Die Entscheidung war noch offen, als unsere Ausgabe 04/2021, in der wir das Thema rund um Acetamiprid und Blütenspritzungen ausführlich erörtert haben, in Druck ging. Dr. Klaus Wallner von der Landesanstalt für Bienenkunde in Hohenheim freut sich über die Entscheidung, da er andernfalls Probleme mit Rückständen im Honig befürchtete. „Ich bin erstaunt, dass da jetzt doch so schnell eine Entscheidung getroffen wurden“, sagt Wallner. „Offensichtlich gab es da doch etwas Druck. Wichtig ist aber, dass die Information auch wirklich alle Landwirte erreicht.“ Die Entscheidung wurde zumindest von einigen landwirtschaftlichen Zeitschriften verbreitet. Die Änderung soll zudem ab Anfang April mit der nächsten Aktualisierung auch in der Online-Datenbank zugelassener Pflanzenschutzmittel des BVL zu finden sein.

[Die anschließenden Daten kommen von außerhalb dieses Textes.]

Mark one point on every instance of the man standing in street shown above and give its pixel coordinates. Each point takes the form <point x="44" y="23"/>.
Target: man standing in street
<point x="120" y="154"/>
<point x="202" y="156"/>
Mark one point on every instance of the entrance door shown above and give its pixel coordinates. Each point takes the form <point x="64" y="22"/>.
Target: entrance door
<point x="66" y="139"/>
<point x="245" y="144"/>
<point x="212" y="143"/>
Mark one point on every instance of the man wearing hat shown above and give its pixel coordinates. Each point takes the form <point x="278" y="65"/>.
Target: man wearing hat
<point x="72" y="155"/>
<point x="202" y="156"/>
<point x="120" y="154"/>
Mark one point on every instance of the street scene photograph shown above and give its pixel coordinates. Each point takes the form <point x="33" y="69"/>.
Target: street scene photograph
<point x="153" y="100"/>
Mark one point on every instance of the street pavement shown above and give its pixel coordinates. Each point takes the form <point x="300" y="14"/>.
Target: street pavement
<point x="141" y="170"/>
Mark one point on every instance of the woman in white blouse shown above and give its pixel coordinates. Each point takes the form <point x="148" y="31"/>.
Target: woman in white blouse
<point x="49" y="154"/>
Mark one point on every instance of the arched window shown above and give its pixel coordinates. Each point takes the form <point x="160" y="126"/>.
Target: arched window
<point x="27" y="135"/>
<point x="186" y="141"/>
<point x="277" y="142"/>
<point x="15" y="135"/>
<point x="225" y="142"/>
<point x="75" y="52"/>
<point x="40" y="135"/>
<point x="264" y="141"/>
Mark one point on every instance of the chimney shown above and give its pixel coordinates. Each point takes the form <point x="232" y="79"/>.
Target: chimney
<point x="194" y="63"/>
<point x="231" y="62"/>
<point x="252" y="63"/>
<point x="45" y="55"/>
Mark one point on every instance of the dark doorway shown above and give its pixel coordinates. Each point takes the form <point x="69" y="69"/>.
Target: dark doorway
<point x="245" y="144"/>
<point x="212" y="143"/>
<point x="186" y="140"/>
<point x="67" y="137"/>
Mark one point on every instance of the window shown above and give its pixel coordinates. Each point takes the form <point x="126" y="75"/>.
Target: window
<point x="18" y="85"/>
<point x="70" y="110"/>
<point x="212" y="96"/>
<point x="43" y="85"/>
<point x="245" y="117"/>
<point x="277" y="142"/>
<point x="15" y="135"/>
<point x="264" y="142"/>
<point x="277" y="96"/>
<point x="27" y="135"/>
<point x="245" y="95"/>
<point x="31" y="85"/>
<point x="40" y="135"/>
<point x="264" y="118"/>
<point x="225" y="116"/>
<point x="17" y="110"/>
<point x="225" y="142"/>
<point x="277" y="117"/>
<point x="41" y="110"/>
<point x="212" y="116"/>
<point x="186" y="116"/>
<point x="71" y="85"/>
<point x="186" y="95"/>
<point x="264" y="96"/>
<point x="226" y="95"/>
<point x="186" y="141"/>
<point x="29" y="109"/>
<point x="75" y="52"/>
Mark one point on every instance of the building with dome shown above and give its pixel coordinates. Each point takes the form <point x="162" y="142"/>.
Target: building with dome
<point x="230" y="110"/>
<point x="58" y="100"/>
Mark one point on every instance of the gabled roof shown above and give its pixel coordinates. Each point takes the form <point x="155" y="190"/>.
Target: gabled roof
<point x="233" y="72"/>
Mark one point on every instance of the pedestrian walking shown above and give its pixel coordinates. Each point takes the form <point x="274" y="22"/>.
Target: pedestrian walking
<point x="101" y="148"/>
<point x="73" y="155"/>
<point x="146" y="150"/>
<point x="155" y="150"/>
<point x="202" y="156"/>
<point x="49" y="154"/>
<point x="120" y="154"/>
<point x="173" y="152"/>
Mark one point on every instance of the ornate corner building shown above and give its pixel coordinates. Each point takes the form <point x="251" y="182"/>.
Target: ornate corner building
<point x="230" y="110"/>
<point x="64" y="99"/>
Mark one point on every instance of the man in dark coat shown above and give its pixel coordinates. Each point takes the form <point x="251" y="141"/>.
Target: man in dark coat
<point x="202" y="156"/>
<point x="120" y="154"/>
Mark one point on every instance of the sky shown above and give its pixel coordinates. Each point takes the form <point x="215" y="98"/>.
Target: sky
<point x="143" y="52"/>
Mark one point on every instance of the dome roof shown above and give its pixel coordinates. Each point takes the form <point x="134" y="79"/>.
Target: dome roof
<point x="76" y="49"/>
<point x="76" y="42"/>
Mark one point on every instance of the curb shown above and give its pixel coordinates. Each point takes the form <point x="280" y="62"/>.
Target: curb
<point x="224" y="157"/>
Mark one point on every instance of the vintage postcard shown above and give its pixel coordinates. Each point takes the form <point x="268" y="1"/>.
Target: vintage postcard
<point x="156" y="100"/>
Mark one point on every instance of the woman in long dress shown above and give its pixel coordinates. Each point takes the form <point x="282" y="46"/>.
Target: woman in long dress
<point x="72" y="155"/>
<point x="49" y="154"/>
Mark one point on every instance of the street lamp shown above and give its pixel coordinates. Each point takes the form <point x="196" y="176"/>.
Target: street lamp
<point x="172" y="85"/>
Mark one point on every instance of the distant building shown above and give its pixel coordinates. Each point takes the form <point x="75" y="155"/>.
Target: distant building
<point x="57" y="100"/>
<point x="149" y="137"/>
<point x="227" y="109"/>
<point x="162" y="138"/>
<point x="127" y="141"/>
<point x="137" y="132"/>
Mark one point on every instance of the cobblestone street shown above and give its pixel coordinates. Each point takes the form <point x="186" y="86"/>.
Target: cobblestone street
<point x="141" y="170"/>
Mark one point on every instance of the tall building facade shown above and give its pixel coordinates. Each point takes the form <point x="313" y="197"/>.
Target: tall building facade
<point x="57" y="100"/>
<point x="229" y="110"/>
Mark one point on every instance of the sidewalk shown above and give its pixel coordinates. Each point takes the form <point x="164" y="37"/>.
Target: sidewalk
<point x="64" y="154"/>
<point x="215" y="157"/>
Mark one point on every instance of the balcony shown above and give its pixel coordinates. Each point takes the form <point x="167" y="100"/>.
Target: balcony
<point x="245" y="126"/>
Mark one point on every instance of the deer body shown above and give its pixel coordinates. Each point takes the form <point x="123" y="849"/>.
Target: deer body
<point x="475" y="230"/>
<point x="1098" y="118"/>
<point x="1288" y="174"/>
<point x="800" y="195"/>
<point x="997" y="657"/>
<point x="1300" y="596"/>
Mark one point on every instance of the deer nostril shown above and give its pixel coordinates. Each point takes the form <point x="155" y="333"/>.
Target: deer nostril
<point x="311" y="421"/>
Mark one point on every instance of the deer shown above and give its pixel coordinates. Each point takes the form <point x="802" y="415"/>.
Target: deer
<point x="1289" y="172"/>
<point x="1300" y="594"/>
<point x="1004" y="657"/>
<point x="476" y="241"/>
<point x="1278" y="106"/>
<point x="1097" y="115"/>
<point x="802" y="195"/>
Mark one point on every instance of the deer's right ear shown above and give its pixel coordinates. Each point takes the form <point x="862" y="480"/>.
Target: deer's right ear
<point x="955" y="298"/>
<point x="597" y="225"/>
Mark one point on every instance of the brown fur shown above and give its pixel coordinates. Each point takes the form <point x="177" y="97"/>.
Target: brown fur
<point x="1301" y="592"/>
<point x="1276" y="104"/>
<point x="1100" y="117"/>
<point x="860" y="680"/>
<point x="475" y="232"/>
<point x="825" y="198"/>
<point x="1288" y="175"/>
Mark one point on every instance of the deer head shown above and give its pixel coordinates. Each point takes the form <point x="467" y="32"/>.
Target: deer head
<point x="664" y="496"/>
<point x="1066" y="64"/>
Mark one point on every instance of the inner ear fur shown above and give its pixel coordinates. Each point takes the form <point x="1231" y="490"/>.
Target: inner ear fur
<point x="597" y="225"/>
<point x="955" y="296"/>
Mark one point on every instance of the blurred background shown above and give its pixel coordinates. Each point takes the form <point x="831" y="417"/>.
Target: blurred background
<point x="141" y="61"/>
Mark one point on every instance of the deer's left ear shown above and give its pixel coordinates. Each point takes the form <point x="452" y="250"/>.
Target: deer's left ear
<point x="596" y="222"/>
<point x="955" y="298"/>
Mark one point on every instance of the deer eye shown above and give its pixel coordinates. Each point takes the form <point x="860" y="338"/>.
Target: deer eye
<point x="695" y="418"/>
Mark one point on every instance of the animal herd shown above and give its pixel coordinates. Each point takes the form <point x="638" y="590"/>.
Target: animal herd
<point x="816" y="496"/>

Proteste gegen Acetamiprid

Gegen die Verlängerung der Zulassung des Wirkstoffes Acetamiprid hatten unter anderem die Aurelia-Stiftung und der Deutsche Berufs- und Erwerbsimkerbund (DBIB) protestiert. „Unsere Forderung, die Anwendung von Acetamiprid in der Rapsblüte zu unterbinden, wurde endlich umgesetzt“, erklärt Annette Seehaus-Arnold, Präsidentin des DBIB. „Noch mehr Freude würde es uns bereiten, wenn das BVL auch noch die Notfallzulassungen von Insektengiften, die von der EU bereits verboten sind, generell unterbinden würde.“

Bis wann darf gespritzt werden?

Die Mittel mit Acetamiprid dürfen zur Bekämpfung des Rapsglanzkäfers nur noch vom Kulturstadium BBCH 51 „Hauptinfloreszenz inmitten der obersten Blätter von oben sichtbar“ bis zum Stadium BBCH 59 „Erste Blütenblätter sichtbar; Blüten noch geschlossen“ ausgebracht werden. Was diese Stadien genau bedeuten, ist hier auf der Seite der Landwirtschaftskammer Nordrhein-Westfalen erklärt.